4. One of the oarsmen (the boat is at ‘All Stop’) starts to pump the contents of the lockout chamber compensation tank overboard.  The volume of this tank equals the volume of water that would enter the diver lockout chamber up to the level of the upper lip of the access hatch if the hatch were to be opened. 
5. The diver opens the access hatch (it opens downward) and deploys a weighted knotted line out the hatch.  This line is a method for the diver to reenter the lockout chamber unaided.  He also deploys the air hose contained in the lockout chamber in such a manner as to ensure it won’t hang up in the chamber when he exits the boat.
6. The diver exits the boat, proceeds to the target and deploys the explosive package or performs what ever other task he required.  If an explosive package is deployed, the detonation cable is laid out as the diver maneuvers from the boat to the target.  The explosive package can either be deployed from the diver lockout chamber (using insulated bulkhead stuffing tubes for the wire) or it could be propositioned with the wire reel outside the boat hull prior to the commencement of the operation.
7. The diver proceeds back to the weighted knotted line and makes his way back into the lockout chamber.  He insures the connections for the electrical detonation wire is connected correctly and does not foul the hatch.  He pulls in any air hose and the knotted line which would foul the hatch. 
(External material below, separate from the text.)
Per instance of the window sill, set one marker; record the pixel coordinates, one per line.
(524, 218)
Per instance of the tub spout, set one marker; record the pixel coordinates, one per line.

8. The diver closes the hatch and the air still being pumped into the helmet blows most of the water in the lockout chamber out.  The remaining water is equal to the volume of the now empty compensating tank.  During diver deployment and reentry, small amounts of water can be pumped out of and flooded into the forward ballast tank to compensate for the diver leaving and reentering. 
9. When the diver is recovered, the boat can leave the area.  When the boat is at what might be perceived as a safe distance the explosives can be detonated by electrical current from inside the boat.